# New to the group



## Ladybug2022 (Apr 30, 2022)

Hi, I just want to introduce myself and thank you for accepting me. I’m intrigued by the beauty of Praying Mantis and hope to learn a lot through this forum.


----------



## Mantis Lady (Apr 30, 2022)

Welcome. This is a good place to find a lof of info about these beautiful insects.
Do you have a mantis?


----------



## The Wolven (Apr 30, 2022)

Welcome. There is no escape.


----------



## Ladybug2022 (May 1, 2022)

Mantis Lady said:


> Welcome. This is a good place to find a lof of info about these beautiful insects.
> Do you have a mantis?


I do not, I want to know as much as possible first before I commit myself.


----------



## hibiscusmile (May 1, 2022)

Hi Welcome, just jump in!


----------



## Sarah K (May 4, 2022)

Welcome! There is so much good info on here, you will be an expert before you know it!


----------



## AutumnIvy (May 4, 2022)

Hello, and welcome!
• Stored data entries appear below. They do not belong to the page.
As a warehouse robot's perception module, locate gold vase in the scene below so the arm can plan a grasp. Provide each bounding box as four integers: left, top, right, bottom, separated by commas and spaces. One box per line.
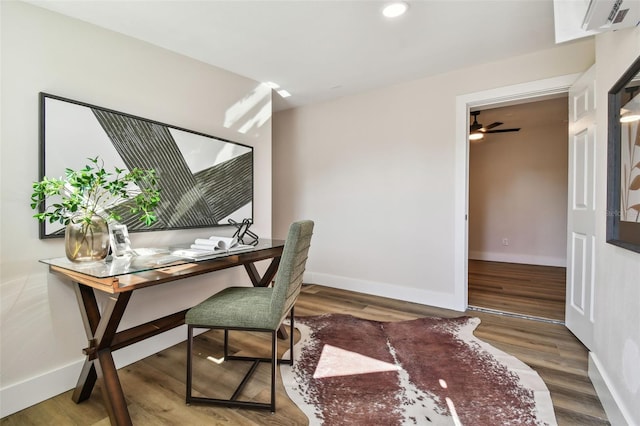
64, 215, 109, 262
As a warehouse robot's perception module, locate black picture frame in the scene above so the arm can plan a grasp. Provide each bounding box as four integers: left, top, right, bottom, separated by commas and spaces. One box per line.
607, 57, 640, 253
39, 92, 254, 239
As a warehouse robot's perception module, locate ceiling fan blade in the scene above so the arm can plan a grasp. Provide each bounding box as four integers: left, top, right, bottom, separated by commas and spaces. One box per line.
480, 121, 504, 133
485, 127, 520, 133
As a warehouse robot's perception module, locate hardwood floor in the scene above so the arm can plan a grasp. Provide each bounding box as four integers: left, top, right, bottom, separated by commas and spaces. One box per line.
469, 260, 566, 321
0, 285, 609, 426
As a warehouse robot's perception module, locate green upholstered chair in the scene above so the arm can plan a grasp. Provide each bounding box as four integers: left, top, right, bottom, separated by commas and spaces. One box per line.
185, 220, 313, 412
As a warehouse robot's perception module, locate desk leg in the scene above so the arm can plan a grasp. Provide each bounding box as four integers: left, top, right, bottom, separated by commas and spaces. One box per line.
72, 283, 132, 425
244, 257, 289, 339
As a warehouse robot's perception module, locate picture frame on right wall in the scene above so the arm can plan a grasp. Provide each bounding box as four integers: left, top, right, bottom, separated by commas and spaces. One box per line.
607, 53, 640, 253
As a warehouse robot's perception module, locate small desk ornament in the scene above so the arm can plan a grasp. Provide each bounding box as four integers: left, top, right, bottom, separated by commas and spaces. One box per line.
229, 219, 258, 246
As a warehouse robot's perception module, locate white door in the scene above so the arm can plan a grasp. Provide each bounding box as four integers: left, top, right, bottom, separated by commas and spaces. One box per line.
565, 65, 596, 348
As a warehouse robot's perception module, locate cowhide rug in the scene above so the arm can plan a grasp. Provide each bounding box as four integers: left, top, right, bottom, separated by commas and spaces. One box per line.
280, 314, 556, 426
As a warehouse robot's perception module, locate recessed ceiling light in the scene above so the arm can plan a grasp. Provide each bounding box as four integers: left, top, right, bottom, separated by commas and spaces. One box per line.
620, 114, 640, 123
382, 1, 409, 18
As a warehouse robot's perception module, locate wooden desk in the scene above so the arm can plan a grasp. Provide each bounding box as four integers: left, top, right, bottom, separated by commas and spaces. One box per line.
41, 240, 284, 425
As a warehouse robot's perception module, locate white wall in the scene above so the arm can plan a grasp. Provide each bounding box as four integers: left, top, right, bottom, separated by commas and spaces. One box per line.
589, 28, 640, 425
0, 1, 272, 416
469, 96, 568, 266
273, 40, 594, 309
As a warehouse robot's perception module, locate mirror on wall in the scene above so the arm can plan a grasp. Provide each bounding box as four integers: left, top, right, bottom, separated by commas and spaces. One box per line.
607, 57, 640, 253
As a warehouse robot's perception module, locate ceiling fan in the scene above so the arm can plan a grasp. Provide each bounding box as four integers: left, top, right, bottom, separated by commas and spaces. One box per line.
469, 111, 520, 141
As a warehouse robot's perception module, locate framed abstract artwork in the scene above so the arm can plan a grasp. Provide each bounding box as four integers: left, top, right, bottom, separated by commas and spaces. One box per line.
607, 57, 640, 253
40, 93, 253, 238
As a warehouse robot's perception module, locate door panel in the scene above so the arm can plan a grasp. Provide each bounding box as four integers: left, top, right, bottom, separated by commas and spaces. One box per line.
565, 67, 596, 348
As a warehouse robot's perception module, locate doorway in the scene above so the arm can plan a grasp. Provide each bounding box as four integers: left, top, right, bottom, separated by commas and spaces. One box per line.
468, 98, 568, 321
454, 74, 579, 318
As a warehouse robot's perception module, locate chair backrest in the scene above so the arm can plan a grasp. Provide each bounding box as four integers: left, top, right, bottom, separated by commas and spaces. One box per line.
271, 220, 313, 327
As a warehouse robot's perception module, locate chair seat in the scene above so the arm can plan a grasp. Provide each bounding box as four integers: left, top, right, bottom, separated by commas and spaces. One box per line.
185, 287, 280, 330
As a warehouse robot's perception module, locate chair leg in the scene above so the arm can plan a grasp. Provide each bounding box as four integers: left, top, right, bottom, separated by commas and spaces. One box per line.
224, 328, 229, 361
289, 306, 294, 365
186, 325, 193, 404
271, 330, 278, 413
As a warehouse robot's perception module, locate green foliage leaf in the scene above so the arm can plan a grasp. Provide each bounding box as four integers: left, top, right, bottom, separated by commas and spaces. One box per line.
30, 157, 160, 226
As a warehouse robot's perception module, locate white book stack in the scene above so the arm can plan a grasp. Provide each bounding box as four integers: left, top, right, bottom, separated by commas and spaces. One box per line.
171, 236, 253, 259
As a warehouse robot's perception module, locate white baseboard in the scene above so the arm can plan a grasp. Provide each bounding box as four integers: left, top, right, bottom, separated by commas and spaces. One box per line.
589, 352, 640, 426
304, 272, 465, 312
469, 251, 567, 268
0, 326, 187, 418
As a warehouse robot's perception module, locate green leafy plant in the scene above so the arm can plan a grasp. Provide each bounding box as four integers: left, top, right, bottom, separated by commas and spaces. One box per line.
31, 157, 160, 227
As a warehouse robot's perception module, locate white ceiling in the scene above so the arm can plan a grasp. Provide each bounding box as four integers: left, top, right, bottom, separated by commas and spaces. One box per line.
25, 0, 554, 110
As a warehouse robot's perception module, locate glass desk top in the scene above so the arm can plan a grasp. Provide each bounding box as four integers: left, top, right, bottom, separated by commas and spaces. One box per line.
40, 239, 284, 278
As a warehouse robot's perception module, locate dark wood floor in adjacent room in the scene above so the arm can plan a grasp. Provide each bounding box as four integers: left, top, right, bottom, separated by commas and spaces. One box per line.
0, 285, 609, 426
469, 260, 566, 321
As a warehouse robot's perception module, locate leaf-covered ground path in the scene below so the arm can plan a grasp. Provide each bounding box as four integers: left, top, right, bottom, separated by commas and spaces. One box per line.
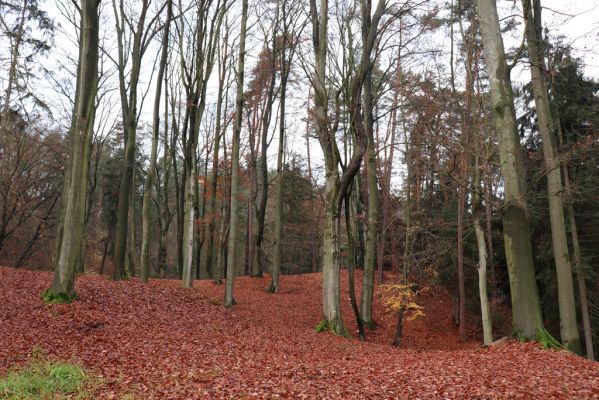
0, 268, 599, 399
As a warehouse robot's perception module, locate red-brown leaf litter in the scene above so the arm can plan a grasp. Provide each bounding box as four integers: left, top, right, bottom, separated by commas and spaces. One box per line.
0, 268, 599, 399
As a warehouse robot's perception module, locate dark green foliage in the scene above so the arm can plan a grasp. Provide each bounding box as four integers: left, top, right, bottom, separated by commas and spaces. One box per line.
42, 289, 78, 304
0, 360, 89, 400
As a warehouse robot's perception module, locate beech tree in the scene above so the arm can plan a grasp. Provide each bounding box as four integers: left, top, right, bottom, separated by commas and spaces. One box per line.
225, 0, 248, 307
43, 0, 100, 302
477, 0, 544, 339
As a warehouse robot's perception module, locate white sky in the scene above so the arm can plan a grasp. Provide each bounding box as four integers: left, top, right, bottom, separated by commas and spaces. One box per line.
9, 0, 599, 188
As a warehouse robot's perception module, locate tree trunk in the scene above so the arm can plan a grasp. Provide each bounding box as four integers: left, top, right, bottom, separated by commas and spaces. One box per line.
457, 187, 466, 341
477, 0, 544, 339
360, 65, 380, 329
225, 0, 248, 307
522, 0, 582, 353
141, 0, 173, 282
43, 0, 100, 302
556, 120, 595, 360
113, 0, 149, 280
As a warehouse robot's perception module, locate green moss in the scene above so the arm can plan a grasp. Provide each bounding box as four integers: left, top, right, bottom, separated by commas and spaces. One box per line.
0, 361, 89, 400
314, 318, 350, 337
535, 329, 564, 350
515, 329, 566, 350
42, 289, 77, 304
314, 318, 329, 333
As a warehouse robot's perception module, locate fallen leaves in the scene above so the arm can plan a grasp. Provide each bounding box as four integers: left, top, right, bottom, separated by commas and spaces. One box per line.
0, 268, 599, 399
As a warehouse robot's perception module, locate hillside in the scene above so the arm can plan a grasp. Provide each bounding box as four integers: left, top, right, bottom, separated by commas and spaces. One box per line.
0, 268, 599, 399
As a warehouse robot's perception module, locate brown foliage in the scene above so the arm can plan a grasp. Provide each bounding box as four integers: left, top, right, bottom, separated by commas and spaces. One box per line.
0, 268, 599, 399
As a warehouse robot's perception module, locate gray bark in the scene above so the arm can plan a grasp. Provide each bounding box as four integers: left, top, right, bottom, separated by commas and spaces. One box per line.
477, 0, 543, 338
522, 0, 582, 353
225, 0, 248, 307
44, 0, 100, 301
141, 0, 173, 282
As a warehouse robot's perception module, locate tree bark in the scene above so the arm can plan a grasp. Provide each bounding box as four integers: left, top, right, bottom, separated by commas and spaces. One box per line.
141, 0, 173, 282
522, 0, 582, 353
225, 0, 248, 307
44, 0, 100, 302
477, 0, 544, 339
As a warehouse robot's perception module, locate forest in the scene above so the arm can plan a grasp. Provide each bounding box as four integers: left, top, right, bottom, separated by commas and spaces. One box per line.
0, 0, 599, 399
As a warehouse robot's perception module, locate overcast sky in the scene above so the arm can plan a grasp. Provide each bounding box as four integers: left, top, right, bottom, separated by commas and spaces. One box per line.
15, 0, 599, 188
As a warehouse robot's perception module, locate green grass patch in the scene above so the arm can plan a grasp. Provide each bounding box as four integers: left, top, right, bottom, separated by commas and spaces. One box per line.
0, 360, 90, 400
Always great to see more people interested in mantids


----------



## Mantis Lady (May 6, 2022)

Ladybug2022 said:


> I do not, I want to know as much as possible first before I commit myself.


I did a lot of reading en watching vids about mantids before I bought one. it is because of the vids I saw, that i wanted to have one.


----------



## Walker Jones (May 21, 2022)

welcome!


----------